I first heard The Wu Tang Clan in 1994 when I was six years old, courtesy of some much older cousins. Based on what I could understand at the time, The Wu Tang Clan were Kung Fu masters in Shaolin a suburb of New York, and they made cool music. Now over twenty years after that initial introduction, I’ve finally got my facts right and also had the opportunity to see them live. Here are my thoughts about the Wu Tang Clan- then and now:
You would be hard-pressed to find a hip-hop head who didn’t at least respect the level of influence, impact, classic albums, and sheer ability of all 9 members of the Wu Tang Clan. Together they almost single-handedly revived East-Coast Hip-Hop, a genre that up until that point had been succumbing to the slick G-Funk stylings of Dr Dre and his languid protégé Snoop Doggy Dogg. With their Kung-Fu inspired names they hit back with their aggressive call-to-arms single Protect Ya Neck which was released independently out of a base camp on Morningstar Road in Staten Island. Taken off their debut album Enter the 36 Chambers, the record in its entirety has gone on to become recognised as a cornerstone of hard core hip hop. Its gritty immaculately minimal production coupled with darkly violent lyrical dexterity laid down the groundwork for New York’s hip hop renaissance, and paved the way for the likes of Jay-Z, the Notorious B.I.G, Nas and Mobb Deep. Looking at the discography that followed, it is clear that both as a group or individual artists; quality has always been paramount to Staten Island’s finest.

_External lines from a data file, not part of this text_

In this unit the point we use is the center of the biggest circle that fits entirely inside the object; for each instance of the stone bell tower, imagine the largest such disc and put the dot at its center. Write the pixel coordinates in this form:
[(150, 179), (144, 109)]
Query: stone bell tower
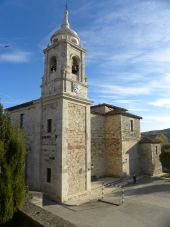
[(65, 136)]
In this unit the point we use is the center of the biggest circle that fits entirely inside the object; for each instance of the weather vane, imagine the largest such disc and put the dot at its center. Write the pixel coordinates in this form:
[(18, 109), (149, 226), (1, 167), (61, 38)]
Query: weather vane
[(66, 5)]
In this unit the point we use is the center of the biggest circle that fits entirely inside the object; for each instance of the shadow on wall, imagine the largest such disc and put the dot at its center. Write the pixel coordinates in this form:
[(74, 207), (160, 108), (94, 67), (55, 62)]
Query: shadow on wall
[(149, 189), (131, 161)]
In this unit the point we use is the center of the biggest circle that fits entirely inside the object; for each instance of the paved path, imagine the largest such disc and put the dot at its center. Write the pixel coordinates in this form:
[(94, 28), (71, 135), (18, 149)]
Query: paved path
[(147, 204)]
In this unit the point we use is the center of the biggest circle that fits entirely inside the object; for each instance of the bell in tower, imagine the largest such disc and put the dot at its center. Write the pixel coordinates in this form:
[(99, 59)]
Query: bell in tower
[(64, 64), (66, 112)]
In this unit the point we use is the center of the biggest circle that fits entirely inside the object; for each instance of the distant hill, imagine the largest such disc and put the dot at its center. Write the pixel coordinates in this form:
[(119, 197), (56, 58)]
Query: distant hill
[(154, 133)]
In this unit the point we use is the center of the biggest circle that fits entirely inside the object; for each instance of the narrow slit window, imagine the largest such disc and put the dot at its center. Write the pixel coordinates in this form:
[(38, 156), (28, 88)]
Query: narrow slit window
[(156, 148), (49, 125), (131, 125), (53, 64), (75, 66), (48, 175), (21, 120)]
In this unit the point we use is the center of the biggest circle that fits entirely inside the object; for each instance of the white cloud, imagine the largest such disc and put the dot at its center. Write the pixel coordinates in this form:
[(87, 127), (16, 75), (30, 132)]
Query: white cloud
[(123, 90), (15, 57), (161, 103), (159, 118)]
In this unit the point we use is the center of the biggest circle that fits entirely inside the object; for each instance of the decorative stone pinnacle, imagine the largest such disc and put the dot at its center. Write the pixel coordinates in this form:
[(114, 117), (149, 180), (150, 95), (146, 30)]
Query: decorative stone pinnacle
[(65, 22)]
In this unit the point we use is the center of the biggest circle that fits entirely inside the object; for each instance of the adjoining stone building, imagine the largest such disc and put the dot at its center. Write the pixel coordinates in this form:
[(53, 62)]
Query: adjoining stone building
[(66, 136)]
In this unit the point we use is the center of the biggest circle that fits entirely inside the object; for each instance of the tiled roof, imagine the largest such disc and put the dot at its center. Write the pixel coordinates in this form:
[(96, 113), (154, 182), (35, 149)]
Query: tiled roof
[(116, 112), (149, 140), (109, 106), (26, 104)]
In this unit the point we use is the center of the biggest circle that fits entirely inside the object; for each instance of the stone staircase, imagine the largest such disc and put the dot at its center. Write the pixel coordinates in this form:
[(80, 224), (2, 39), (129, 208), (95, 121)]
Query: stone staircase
[(99, 189)]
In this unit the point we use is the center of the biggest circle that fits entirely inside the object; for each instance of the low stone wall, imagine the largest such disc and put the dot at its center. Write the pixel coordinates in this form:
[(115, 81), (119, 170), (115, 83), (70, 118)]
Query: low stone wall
[(42, 217)]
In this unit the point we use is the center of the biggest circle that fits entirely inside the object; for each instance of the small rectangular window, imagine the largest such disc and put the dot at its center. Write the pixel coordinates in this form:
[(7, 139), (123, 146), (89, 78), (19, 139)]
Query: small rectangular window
[(131, 125), (48, 175), (49, 125), (21, 120)]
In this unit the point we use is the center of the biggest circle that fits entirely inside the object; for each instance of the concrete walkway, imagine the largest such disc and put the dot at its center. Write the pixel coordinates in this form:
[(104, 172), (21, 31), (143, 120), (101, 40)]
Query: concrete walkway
[(147, 204)]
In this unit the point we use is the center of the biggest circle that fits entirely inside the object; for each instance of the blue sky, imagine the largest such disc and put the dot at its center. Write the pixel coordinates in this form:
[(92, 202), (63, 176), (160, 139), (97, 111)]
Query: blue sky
[(128, 52)]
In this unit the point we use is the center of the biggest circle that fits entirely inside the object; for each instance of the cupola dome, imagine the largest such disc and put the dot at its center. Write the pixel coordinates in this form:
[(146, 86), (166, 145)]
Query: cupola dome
[(65, 32)]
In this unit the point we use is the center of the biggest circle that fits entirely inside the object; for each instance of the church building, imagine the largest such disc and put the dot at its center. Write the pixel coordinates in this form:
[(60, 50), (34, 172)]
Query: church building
[(69, 142)]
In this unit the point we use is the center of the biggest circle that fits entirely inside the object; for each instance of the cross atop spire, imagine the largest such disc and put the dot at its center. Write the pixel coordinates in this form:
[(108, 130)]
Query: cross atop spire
[(65, 22), (66, 5)]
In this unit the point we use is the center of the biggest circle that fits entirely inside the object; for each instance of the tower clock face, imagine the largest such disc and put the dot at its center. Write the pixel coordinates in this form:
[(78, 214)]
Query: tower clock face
[(76, 88)]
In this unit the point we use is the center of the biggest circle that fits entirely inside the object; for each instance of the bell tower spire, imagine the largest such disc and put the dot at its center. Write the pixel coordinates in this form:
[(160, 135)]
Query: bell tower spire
[(65, 22)]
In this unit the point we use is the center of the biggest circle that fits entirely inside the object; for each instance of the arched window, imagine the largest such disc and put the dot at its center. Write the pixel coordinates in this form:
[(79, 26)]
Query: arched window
[(53, 64), (75, 65)]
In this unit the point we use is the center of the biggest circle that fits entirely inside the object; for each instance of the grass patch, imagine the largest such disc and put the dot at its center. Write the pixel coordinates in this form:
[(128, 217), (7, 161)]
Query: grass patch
[(166, 175)]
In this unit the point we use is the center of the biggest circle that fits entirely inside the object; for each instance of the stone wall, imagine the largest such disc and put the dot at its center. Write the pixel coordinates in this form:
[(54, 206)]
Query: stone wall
[(98, 149), (76, 150), (113, 145), (31, 128), (149, 159), (130, 148), (51, 147)]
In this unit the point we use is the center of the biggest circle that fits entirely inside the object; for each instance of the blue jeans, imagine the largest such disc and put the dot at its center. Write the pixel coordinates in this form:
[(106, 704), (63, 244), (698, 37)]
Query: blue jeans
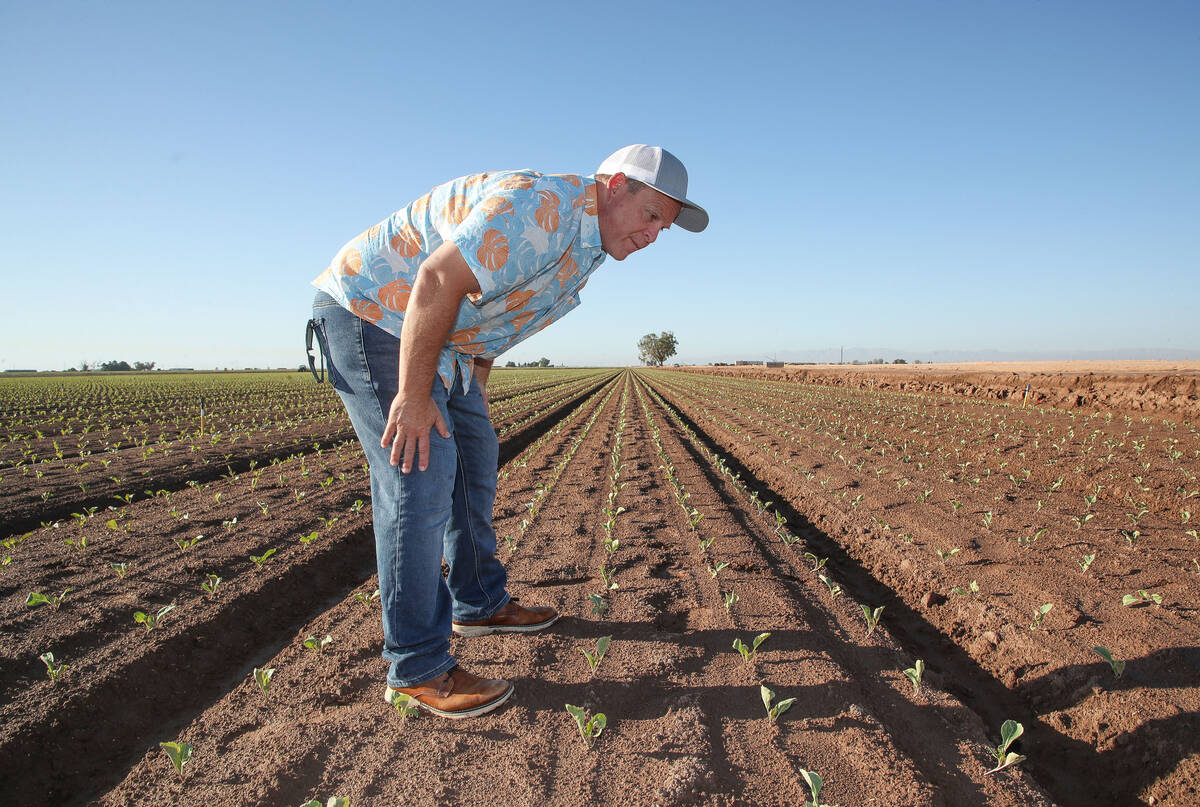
[(424, 516)]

Despite the critical acclaim, relative commercial success, and record-label ordered cross over songs (Method Man and Texas anyone?) the Wu Tang Clan have simultaneously maintained their underground aura and rabid fan base for twenty years. So upon hearing that they would be coming to New Zealand for the first time ever to headline Raggamuffin, this reviewer was delightedly perplexed. As our flagship Roots and Reggae music festival, the comparative brashness of the Wu to Raggamuffin’s ethos seemed to be a disjointed decision, but I wasn’t about to complain.

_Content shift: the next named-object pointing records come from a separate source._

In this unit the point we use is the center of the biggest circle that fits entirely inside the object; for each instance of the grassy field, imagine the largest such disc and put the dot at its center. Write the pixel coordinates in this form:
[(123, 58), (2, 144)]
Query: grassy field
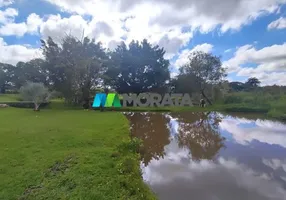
[(68, 154)]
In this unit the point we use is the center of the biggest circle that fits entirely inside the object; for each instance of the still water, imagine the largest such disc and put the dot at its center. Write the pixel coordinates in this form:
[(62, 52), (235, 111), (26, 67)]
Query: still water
[(211, 156)]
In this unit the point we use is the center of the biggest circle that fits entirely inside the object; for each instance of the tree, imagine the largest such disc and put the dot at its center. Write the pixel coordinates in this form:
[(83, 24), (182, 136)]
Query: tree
[(206, 70), (5, 76), (237, 86), (138, 68), (253, 82), (74, 67), (35, 92)]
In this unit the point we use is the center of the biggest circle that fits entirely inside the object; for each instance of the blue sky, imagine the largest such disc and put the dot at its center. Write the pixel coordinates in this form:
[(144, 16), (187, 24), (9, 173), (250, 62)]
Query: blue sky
[(250, 36)]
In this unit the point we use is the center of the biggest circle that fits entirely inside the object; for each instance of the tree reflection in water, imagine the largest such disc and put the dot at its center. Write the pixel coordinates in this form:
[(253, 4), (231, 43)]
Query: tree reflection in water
[(199, 132), (152, 129)]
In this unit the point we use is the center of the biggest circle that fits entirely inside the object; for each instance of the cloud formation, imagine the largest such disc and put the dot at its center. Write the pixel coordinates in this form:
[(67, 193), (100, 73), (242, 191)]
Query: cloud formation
[(278, 24)]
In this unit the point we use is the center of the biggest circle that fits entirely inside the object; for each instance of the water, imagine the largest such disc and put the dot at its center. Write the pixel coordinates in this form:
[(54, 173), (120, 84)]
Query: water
[(210, 156)]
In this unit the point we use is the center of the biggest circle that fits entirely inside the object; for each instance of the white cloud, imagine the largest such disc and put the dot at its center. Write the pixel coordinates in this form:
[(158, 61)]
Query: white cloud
[(136, 20), (270, 61), (278, 24), (57, 27), (231, 14), (20, 29), (184, 55), (5, 3), (7, 15), (14, 53)]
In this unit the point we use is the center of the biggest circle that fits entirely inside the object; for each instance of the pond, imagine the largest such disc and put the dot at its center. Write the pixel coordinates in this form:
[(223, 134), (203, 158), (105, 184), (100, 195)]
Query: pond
[(211, 156)]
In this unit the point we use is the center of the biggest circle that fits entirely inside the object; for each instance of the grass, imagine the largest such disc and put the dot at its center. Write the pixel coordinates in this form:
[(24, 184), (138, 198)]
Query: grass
[(68, 154)]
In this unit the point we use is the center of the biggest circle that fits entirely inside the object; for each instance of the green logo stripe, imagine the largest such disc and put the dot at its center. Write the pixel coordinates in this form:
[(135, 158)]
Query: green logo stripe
[(112, 100)]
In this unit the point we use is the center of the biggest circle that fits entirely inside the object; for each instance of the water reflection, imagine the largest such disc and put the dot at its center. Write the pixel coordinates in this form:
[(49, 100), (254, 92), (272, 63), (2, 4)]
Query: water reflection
[(212, 156), (153, 130), (200, 133)]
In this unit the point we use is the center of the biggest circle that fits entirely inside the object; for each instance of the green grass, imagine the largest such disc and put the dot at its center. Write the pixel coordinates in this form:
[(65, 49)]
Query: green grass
[(68, 154)]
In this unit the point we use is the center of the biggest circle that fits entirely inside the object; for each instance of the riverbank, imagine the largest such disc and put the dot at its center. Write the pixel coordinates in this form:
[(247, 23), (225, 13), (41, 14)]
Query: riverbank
[(68, 154), (268, 112)]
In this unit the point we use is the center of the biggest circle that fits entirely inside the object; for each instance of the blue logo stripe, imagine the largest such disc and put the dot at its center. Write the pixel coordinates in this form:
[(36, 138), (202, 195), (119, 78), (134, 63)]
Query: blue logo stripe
[(99, 100)]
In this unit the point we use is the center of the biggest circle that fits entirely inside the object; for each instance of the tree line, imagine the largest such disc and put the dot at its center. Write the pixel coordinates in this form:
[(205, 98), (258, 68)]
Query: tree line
[(77, 68)]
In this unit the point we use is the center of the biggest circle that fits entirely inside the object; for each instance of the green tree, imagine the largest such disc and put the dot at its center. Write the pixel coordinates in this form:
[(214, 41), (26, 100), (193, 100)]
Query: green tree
[(74, 67), (206, 69), (138, 68), (253, 82), (5, 76), (35, 92)]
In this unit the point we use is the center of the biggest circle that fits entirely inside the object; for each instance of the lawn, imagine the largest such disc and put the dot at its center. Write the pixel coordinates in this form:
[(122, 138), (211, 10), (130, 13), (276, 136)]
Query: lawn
[(68, 154)]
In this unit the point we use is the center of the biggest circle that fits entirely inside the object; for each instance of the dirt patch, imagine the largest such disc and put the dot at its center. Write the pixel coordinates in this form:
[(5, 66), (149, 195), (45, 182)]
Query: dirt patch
[(62, 166)]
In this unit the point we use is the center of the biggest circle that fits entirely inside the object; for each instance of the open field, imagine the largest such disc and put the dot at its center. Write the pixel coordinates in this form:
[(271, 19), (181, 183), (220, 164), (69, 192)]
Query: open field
[(68, 154)]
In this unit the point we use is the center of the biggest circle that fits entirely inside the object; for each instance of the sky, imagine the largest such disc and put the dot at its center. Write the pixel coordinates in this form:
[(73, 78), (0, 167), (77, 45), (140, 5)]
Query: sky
[(248, 35)]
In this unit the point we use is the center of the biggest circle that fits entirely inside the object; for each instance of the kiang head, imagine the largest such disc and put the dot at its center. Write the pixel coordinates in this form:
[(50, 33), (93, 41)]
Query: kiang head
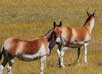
[(91, 15), (57, 31)]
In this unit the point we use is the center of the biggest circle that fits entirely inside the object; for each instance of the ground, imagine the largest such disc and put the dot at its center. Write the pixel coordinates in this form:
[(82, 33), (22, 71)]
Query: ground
[(30, 18)]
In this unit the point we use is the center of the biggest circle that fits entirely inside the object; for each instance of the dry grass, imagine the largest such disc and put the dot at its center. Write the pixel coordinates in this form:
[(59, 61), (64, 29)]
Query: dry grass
[(31, 18)]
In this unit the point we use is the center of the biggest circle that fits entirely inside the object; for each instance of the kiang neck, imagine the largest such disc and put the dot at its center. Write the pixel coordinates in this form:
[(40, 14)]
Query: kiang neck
[(51, 40), (90, 25)]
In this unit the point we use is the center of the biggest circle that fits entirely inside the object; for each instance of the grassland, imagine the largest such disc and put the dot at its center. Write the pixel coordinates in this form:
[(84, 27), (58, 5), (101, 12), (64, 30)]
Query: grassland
[(31, 18)]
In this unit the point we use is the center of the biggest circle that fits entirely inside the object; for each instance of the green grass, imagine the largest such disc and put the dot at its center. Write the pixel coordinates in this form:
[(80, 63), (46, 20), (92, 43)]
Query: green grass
[(30, 18)]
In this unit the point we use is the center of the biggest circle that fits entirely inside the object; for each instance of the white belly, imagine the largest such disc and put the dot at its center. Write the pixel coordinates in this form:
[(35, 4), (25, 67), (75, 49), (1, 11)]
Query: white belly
[(30, 57), (71, 45)]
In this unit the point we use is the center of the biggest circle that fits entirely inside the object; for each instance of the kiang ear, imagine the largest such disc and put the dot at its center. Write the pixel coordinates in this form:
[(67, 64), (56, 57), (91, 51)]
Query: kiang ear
[(54, 24), (88, 13), (60, 23)]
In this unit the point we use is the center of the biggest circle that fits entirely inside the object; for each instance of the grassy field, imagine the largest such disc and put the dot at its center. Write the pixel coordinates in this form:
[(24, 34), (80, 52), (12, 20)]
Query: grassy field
[(30, 18)]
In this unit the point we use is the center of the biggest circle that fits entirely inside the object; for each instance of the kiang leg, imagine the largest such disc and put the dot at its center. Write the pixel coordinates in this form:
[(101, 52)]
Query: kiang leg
[(60, 53), (5, 61), (85, 53), (42, 61), (78, 54), (10, 63)]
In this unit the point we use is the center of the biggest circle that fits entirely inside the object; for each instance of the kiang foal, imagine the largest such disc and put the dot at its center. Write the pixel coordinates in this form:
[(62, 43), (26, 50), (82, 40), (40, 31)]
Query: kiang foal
[(75, 38), (28, 50)]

The offstage antics of The Wu Tang Clan have gone down in infamy and have at times resembled a real life hip hop soap opera. So you can never be sure of whom you will get when they saunter onstage. Last night a sea of black and yellow clad fans throwing W’s greeted seven members of the Wu Tang Clan who immediately launched into their hooky hit Gravel Pit. Ghostface Killah’s raucous Bring Da Ruckus was probably one of the most staggering rap performances on antipodean soil. It also set the tone for an evening that proved that Wu Tang Clan still isn’t nuthin’ ta fuck with some twenty years after the release of 36 Chambers. Presenting a united front of menace and machoism,Theirs was a set of nostalgically fresh classics that focussed heavily on their debut and only the cream of their later and solo albums.
Over their turntablist’s impeccable performance, the Wu Tang performed with a telepathic synchronicity as they swapped mikes and spat their brand of stoner mystic poetry. In between tracks, U-God kept reminding fans “that the energy you give to us, we’re going to give back to you.” The mood of the eclectic audience was respectfully electric, with punters jumping with joyous abandon as they rapped along to every word, mirrored every gesture, and shouted whatever slogan they were told to, hypnotised by the sheer showmanship on display.
While the swagger and posturing was to be expected, the Wu Tang Clan showed that they weren’t without surprises. A tongue in cheek rendition of The Beatles song Come Together was given an (even more obvious) drug inspired outing, and Raekwon liberally sprayed the front row with champagne as other members freestyled about New Zealand. Halfway through the set the Wu started frenetically moshing to Nirvana’s Smells Like Teen Spirit before explaining to the crowd that “Kurt Cobain was taken too soon, and we had a brother who was taken too soon too- Ol’ Dirty Bastard.” They then launched into Shimmy Shimmy Ya which had the crowd heaving.
The set ended with GZA’s show-stopping acapella performance of Big Bang Rap which is effectively a rhyming lecture on molecular psychics, highlighting the intelligence and innovation that makes these mad monks masters.